I must confess I have not myself yet got beyond the stage of feeling physical pain as the worst of evils. I am the worst person in the world to help anyone else to support it. I don’t mean that it presents quite the intellectual difficulties it used to, but that my nerves even in imagination refuse to move with my philosophy. In my own limited experience the sufferer himself nearly always towers above those around him: in fact, nothing confirms the Christian view of this world so much as the treasures of patience and unselfishness one sees elicited from quite commonplace people when the trial really comes. Age, too—nearly everyone improves as he gets old, if this is a ‘vale of soul making’,54 it seems to, by round and by large, to be working pretty well. Of course I can’t hazard a guess why you should be picked out for this prolonged suffering.
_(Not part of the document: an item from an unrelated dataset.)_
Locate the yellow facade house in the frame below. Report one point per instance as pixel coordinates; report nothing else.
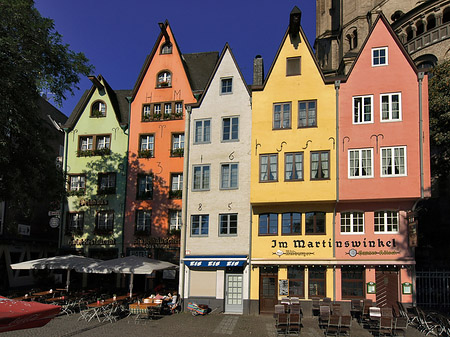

I am told that the great thing is to surrender to physical pain—I mean not to do what’s commonly called ‘standing’ it, above all not to brace the soul (which usually braces the muscles as well) not to try to ignore it: to be like earth being ploughed not like marble being cut. But I have no right to discuss such things on the basis of my very limited experience.
You were talking about Peele55 when you last wrote. Personally I find Renaissance poetry on the whole less and less attractive as time goes on. When it succeeds (‘His thunder is entangled in my hair’—‘Take but thy lute and make the mountains dance’)56 it has a wonderful gloss on; but even then I prefer the dull finish—something either humbler or harder.